His tone was equally cold and punctilious. “Perhaps you will now do your own and look at them.”
Her body stiffened and her head came up. “I think you forget to whom you speak, Mr. Hamilton!”
There were white lines round his mouth forced by the pressure of his feeling, and the effort of self-control. When he spoke his voice shook. “I never forget who you are, madame. Never from the day we met have I forgotten most exactly who and what you are, as God is my judge.”
“If you have accomplished all you came to do,” she said very quietly, very levelly, “then I think it would be better if you were to leave. I wish you good afternoon.”
He inclined his head, first to Amethyst, then to Charlotte. “Good afternoon, ma’am; Miss Ellison.” And he turned sharply and marched out, pulling the door behind him with a bang.
For an instant Charlotte considered pretending nothing had happened, but even as the idea crossed her mind she knew it was ridiculous. Before the interruption she and Amethyst had been talking together as friends; there had been a thread of understanding that would make such a charade impossible. It would be a deliberate rebuff, like walking away.
The seconds ticked by, and Amethyst did not move. Charlotte waited until the silence was oppressive, then she leaned across, poured the dregs of Amethyst’s tea into the slop basin and filled her cup again from the pot. She stood and went to her.
“You had better have this,” she said gently. “It is obviously a distressing relationship. It would be pointless of me to offer my help—there is probably nothing anyone can do—but please accept my sympathy. I too have relatives I find exceedingly trying.” She was thinking of Grandmama, which was hardly the same, but when she had been young and living at home, it was difficult enough.
Amethy
st regained control of herself and accepted the tea, sipping it in silence for some moments.
“Thank you,” she said at last. “You are most considerate. I apologize for subjecting you to such an embarrassing confrontation. I had no idea it would be so—so awkward.” But further than that she said nothing, offering no explanation.
Charlotte did not expect one. It seemed that Barclay Hamilton had so violently resented her marrying his father that even after all these years he had not forgiven her. Perhaps it was a form of jealousy, perhaps a devotion to his mother which would not permit him to let anyone take her place. Poor Amethyst; the ghost of the first Lady Hamilton must have stalked her all her married life. At that moment Charlotte conceived a fierce dislike of Barclay Hamilton, in spite of all she saw in his face that she might otherwise have found peculiarly pleasing.
She was about to help herself to another cake when the parlormaid returned and announced Sir Garnet Royce. He followed her so closely it was impossible for Amethyst to deny that she would see him, and from the calm certainty in his eyes he apparently took it for granted that he was welcome. His brows rose when he saw Charlotte, but it did not disconcert him.

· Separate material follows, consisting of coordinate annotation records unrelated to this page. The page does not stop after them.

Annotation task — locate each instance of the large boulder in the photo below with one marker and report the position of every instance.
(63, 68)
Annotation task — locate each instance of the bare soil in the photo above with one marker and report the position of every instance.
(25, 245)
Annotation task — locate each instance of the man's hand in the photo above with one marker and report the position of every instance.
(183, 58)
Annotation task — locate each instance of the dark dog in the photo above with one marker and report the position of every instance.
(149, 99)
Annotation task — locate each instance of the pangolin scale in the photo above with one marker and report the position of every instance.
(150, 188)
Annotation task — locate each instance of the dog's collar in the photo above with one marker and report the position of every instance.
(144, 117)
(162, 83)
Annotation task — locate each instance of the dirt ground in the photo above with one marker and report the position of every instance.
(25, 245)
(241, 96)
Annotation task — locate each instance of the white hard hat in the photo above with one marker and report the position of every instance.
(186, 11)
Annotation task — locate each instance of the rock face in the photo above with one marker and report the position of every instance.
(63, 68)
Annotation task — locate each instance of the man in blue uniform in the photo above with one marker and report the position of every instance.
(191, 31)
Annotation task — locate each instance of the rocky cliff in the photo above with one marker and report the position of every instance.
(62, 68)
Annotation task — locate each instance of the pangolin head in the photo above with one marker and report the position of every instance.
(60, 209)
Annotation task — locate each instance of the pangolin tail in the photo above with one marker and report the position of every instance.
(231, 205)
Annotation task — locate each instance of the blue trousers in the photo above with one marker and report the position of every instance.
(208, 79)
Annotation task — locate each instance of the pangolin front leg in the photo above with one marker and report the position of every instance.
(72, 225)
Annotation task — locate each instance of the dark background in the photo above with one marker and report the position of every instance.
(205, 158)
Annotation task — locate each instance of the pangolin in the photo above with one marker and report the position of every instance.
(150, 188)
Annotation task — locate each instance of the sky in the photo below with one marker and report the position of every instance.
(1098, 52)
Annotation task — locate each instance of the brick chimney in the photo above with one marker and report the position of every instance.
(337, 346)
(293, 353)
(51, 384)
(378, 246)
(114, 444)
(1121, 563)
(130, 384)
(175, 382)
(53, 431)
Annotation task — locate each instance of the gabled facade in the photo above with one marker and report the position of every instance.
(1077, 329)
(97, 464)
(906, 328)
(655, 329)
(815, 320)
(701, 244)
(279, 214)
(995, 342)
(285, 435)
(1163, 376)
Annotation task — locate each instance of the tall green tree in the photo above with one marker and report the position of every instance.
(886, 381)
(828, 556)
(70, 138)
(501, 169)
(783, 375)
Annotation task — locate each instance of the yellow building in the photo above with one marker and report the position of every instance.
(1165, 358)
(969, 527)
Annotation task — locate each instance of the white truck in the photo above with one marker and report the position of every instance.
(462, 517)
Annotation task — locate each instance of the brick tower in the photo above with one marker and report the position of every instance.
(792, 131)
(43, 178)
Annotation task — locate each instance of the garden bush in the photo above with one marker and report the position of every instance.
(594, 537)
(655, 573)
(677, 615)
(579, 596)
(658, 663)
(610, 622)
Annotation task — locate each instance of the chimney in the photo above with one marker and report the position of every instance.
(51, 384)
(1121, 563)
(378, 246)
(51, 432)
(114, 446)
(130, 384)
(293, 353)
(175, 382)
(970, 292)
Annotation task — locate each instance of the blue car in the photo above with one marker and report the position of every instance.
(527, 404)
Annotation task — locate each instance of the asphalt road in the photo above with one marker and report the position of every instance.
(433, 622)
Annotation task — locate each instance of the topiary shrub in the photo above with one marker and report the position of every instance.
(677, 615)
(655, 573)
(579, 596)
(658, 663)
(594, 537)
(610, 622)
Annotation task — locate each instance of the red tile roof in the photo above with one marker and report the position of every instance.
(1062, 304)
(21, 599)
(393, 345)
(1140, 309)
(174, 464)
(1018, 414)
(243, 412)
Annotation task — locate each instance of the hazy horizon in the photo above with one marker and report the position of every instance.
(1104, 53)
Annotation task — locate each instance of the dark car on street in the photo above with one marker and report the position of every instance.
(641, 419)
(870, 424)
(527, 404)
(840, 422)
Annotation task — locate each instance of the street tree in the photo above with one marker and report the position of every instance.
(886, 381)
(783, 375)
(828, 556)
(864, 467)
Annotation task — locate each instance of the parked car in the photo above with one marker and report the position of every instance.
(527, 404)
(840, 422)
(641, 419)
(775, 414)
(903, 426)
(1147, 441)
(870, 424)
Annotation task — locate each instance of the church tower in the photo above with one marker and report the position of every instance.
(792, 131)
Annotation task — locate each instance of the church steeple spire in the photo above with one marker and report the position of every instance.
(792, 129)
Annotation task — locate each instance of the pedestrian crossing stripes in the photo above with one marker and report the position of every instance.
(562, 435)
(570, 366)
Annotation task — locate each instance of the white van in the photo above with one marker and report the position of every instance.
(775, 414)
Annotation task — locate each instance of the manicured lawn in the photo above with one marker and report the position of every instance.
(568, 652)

“Good afternoon, Amethyst; good afternoon!”
“Miss Charlotte Ellison,” Amethyst supplied. “She has been good enough to come in person to express her sympathy.”
“Most kind.” Garnet nodded briefly. “Most kind.” He had acquitted courtesy, and he ignored her now as he would have a butler or a governess. “Now Amethyst, I have completed the arrangements for a memorial service. I made a list of people it would be suitable to invite, and those who would be offended if they were not included. You can read it, of course, but I am sure you will agree.” He did not make any move to pull it out of his pocket. “And I have chosen an order of prayer, and several hymns. I asked Canon Burridge if he would conduct. I am sure he is the most appropriate.”